Defendant, through counsel, also contends that the court erred in refusing to give a reckless conduct instruction. Our supreme court has recently declined to decide the question whether reckless conduct may be a lesser included offense of attempt murder. (People v. Roberts (1979), 75 Ill. 2d 1, 387 N.E.2d 331.) In the present case, we find it unnecessary to address the issue since there is no evidence in the record to support the giving of this instruction. Defendant admittedly emptied a gun at persons within a few feet from him. Defendant testified that he thought the deceased intended to kill him. There is no evidence whatsoever to indicate that defendant acted recklessly, as opposed to intentionally. The trial court properly denied defendant’s reckless conduct instruction.
Defendant, through counsel, also contends that he was prejudiced by certain remarks made by the prosecutor during closing argument.

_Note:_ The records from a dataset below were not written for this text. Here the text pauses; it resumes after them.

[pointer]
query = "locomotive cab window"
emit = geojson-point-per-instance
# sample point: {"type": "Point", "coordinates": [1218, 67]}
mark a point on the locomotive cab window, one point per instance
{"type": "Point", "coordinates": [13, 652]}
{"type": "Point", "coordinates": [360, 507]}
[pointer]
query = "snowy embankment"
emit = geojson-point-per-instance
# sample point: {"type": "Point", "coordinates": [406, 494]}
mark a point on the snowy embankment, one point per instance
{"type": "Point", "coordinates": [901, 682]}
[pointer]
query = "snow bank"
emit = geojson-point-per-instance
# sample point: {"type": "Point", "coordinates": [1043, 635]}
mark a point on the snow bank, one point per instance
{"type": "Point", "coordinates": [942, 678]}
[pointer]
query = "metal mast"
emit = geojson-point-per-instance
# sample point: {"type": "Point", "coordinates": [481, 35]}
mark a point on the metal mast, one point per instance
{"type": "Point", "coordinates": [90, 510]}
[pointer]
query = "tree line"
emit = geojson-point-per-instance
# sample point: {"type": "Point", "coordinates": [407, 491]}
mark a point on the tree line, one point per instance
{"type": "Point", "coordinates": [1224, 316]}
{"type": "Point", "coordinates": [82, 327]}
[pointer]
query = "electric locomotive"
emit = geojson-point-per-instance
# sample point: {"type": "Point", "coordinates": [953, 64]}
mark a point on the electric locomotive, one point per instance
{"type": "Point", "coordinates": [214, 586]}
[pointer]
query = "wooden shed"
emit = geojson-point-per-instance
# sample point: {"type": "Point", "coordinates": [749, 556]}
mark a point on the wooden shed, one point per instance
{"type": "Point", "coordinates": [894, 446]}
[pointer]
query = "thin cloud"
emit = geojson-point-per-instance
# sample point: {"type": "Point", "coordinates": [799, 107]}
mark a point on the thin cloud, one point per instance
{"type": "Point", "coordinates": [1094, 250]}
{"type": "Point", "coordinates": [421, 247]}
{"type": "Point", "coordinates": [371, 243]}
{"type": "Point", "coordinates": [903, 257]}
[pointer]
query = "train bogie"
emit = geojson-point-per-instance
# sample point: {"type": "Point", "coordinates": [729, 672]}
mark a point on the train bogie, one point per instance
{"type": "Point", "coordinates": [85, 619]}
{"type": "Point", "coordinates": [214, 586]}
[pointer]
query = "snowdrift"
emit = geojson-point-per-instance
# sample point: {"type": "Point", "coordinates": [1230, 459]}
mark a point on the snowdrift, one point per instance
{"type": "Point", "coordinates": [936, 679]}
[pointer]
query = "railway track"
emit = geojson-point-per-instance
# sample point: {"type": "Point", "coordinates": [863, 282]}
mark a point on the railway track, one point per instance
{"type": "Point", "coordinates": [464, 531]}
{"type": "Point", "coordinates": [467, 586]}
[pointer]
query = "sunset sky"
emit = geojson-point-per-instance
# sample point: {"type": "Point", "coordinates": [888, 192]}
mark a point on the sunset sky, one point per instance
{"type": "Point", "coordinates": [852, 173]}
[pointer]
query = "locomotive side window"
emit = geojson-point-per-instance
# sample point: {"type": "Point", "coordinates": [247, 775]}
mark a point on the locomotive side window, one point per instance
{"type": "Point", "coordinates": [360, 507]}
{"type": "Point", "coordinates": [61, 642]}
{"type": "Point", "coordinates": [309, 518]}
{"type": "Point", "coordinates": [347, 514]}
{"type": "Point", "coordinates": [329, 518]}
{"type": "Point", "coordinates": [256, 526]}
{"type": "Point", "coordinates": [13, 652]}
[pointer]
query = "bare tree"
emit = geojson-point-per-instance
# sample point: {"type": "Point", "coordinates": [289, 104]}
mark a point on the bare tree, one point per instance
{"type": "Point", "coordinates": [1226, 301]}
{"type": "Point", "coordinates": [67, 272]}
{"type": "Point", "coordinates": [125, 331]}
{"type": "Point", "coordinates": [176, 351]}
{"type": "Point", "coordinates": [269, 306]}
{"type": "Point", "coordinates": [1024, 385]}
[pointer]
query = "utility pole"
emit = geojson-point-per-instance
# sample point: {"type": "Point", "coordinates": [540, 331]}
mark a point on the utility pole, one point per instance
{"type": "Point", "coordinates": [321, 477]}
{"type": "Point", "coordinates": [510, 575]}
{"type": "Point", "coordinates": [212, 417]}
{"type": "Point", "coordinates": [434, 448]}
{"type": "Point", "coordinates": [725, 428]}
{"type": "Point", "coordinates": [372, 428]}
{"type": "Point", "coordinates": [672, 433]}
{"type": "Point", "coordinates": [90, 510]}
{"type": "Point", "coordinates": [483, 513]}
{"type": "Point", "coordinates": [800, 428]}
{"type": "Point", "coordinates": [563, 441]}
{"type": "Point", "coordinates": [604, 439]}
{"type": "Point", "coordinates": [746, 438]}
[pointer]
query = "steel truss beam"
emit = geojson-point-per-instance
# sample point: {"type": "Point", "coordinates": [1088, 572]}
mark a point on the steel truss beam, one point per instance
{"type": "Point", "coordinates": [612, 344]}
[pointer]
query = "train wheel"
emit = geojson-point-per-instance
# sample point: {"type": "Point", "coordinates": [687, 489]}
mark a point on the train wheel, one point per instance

When called as a witness, defendant affirmed the truthfulness of his testimony, as opposed to swearing under oath. The prosecutor in closing argument commented on “this affirmation stuff.” Defendant offered no objection to the comment, and we consider the contention waived. (People v. Daniels (1979), 76 Ill. App. 3d 646, 395 N.E.2d 163.) Moreover, *975an examination of the record discloses that the thrust of the comment was directed at defendant’s credibility in general, and the prosecutor did not focus on any distinction between an oath and an affirmation.
The prosecutor also remarked on the absence of a self-defense theory in defense counsel’s opening statement. A defendant need not present his defense in the opening statement. (People v. Church (1937), 366 Ill. 149, 7 N.E.2d 894; People v. Fuerback (1966), 66 Ill. App. 2d 452, 214 N.E.2d 330.) The prosecutor’s remark thus was improper but did not constitute reversible error. In light of the overwhelming evidence of guilt, the comment cannot be deemed a material factor in defendant’s convictions. (People v. Shorter (1978), 59 Ill. App. 3d 468, 375 N.E.2d 513.) Defendant was not deprived of a fair trial by the prosecutor’s closing argument.
Defendant, through counsel, also contends that his sentences are excessive and should be reduced in light of the disparate sentences received by Bell.
We do not believe the sentences received by defendant are excessive. Defendant did all the shooting. He shot a 15-year-old boy in the back three times, and then pulled the trigger twice when the gun was pointed at the boy’s head. It was defendant who shot at Rayburn, thus compelling him to jump out a closed window. And it was defendant who stated that he did not wish to leave witnesses. On the other hand, Bell initially advised defendant not to shoot the victims. There was a significant distinction in the nature and extent of each defendant’s involvement in the crimes. (People v. Ganter (1977), 56 Ill. App. 3d 316, 371 N.E.2d 1072.) Under these facts and circumstances, the trial court did not abuse its discretion in imposing more severe sentences for attempt murder on defendant than on Bell. People v. Perruquet (1977), 68 Ill. 2d 149, 368 N.E.2d 882.
Additionally, defendant has filed a pro se brief in which he argues that he was not proved guilty beyond a reasonable doubt, and that he was denied a fair trial because of the use of a dual jury.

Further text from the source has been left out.